The PP argues that, to depoliticize justice, appointments should be left in the hands of the judges themselves. His speech that Sánchez attacks the independence of the judiciary was supported by government appointments that were difficult to defend: Dolores Delgado and Juan Carlos Campo went from justice ministers to attorney general, in the first case, and to magistrate TC, in the second. Also for those statements by Sánchez in which he boasted that the Prosecutor’s Office depends on him.
Ignacio Sánchez-Cuenca, professor of Political Science at the Carlos III University, uses a sociological fact: Spain is, together with Bulgaria, the European country with the highest number of legal disputes. “We are a very loving country,” he emphasizes. And let’s remember that Sánchez came to power with a judicial ruling on the corruption of the PP, which now seeks revenge. The political scientist underlines that the climate of political confrontation leads to a “generalized mistrust” and a “civil inability” to judge certain behaviors, which means that responsibility is delegated to the courts.

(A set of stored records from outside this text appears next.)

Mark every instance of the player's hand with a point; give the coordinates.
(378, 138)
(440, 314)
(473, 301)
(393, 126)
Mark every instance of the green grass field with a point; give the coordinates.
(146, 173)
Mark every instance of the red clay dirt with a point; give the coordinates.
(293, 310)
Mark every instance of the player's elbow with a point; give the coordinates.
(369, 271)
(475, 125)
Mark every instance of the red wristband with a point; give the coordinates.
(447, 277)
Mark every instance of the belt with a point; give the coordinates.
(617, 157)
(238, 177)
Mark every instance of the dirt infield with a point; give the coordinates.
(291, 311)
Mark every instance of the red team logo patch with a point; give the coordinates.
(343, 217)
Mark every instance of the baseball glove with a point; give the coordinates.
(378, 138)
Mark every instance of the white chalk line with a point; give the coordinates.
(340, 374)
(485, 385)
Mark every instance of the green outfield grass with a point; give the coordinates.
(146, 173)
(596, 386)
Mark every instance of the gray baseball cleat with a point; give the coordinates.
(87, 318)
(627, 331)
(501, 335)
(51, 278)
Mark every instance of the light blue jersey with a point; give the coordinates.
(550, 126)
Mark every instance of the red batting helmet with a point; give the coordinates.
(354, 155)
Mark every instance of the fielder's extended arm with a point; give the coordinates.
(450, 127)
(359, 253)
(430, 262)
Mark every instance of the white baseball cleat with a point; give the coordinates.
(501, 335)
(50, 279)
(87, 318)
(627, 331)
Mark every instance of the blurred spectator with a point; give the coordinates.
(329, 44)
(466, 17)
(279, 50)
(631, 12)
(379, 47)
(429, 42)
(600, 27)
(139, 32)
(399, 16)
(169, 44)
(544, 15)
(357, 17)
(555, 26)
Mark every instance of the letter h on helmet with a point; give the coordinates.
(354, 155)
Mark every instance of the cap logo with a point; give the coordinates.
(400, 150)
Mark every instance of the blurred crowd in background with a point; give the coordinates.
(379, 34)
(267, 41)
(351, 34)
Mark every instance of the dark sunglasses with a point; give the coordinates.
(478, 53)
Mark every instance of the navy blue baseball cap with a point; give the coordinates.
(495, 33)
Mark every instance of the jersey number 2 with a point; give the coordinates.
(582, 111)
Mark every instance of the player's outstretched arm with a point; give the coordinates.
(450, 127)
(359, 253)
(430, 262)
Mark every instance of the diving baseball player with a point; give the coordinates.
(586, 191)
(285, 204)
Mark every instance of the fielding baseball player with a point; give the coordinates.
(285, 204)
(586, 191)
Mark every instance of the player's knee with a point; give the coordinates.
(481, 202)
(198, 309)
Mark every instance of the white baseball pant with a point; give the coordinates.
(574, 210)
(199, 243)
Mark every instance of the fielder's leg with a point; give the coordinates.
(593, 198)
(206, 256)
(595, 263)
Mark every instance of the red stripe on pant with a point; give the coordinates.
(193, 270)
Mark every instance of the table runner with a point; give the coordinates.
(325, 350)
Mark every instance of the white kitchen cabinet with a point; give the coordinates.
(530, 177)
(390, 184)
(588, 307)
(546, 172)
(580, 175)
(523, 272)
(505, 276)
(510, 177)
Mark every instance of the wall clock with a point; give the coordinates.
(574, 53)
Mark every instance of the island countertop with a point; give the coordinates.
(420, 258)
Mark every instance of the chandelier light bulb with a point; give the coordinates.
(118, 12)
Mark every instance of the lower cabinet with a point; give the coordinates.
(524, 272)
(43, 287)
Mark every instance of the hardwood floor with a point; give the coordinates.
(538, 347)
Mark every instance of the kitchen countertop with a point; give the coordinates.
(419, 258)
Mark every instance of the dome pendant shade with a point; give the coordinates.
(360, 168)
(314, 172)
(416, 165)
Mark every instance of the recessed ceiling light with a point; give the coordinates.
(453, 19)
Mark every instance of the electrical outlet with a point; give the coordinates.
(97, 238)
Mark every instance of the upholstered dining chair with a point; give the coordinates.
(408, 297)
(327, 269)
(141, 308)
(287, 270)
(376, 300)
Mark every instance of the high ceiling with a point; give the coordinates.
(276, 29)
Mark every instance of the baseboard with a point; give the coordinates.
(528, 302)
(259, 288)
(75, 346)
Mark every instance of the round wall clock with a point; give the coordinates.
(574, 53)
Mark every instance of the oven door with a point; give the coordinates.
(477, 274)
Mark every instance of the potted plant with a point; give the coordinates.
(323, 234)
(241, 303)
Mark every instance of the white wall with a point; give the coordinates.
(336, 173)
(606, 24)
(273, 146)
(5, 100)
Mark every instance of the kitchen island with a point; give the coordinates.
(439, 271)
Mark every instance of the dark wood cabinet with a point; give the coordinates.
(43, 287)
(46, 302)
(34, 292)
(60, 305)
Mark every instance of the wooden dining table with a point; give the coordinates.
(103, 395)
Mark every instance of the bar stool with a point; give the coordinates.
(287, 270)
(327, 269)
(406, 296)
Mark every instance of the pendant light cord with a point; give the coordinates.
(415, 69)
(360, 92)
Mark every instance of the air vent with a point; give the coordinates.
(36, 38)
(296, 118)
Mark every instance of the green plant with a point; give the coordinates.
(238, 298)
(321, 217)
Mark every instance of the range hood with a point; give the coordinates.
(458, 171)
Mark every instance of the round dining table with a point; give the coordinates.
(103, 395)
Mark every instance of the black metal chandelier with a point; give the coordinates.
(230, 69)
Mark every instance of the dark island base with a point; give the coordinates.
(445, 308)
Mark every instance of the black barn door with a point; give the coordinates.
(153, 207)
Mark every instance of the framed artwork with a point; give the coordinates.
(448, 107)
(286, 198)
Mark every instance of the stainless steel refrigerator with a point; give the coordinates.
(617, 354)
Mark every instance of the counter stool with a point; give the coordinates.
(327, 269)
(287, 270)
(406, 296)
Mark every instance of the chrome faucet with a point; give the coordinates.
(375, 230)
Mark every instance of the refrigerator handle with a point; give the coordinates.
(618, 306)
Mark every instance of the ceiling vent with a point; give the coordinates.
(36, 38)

The polarization has leaked out “in the judiciary, in the security forces or in the bodies of senior state officials”. An idea that a veteran Supreme Court justice reinforces when referring to his colleagues who have arrived in recent years: “A judge has to be impervious to ideological or partisan issues, but some newer ones are very open to this kind of thing.”
García Ortiz ended up on the bench for the response that denied a hoax by Miguel Ángel Rodríguez, Ayuso’s chief of staff, when he and the president herself denounced a “state operation” against her boyfriend. An issue that raises uncertainty among some Supreme Court judges, who hope it will be resolved when the ruling is published. “It is difficult to understand what mechanisms exist when a hoax that goes against an institution is launched. Let’s see what the court says. But how do we do it? The limits of what we can do in these cases are not clear to me”, says a magistrate who is not part of the Criminal Court and who raises another doubt. “What evidence needs to be there to consider that there is enough evidence to convict? I don’t know.” The same source adds: “Those of us who do not deal with criminal law always think that it is fortunate to be able to resort to ‘in dubio pro reo’ (the principle according to which in case of doubt we rule in favor of the prisoner). In other areas we do not have this possibility to resolve doubtful cases”. Faced with controversy over the Chamber’s decision to bring forward the ruling when the ruling is still being drafted, High Court sources argue that this practice is frequent in matters “of great public importance”. The same sources underline that the Criminal Chamber dealt with the cases of La Manada or the ERE. However, those sentences resolved appeals against the resolutions of lower bodies, so those affected already knew the arguments for their conviction, which is not the case now. “The advancement of the sentence is something exceptional and it is not clear whether it was justified in a case of such importance,” admits a magistrate.
In addition to losing his job, García Ortiz will have to pay 10,000 euros in compensation and pay a few thousand more to Ayuso’s boyfriend’s lawyer. Alberto González Amador tearfully testified at the trial, where he also said that banks had stopped financing him since his tax fraud was discovered. A day before the sentence was pronounced, EL PAÍS published that González Amador had purchased the luxury penthouse where he lives with Ayuso, valued at one million euros, after obtaining a mortgage of 600,000. His trial for tax fraud is still ongoing for a long time.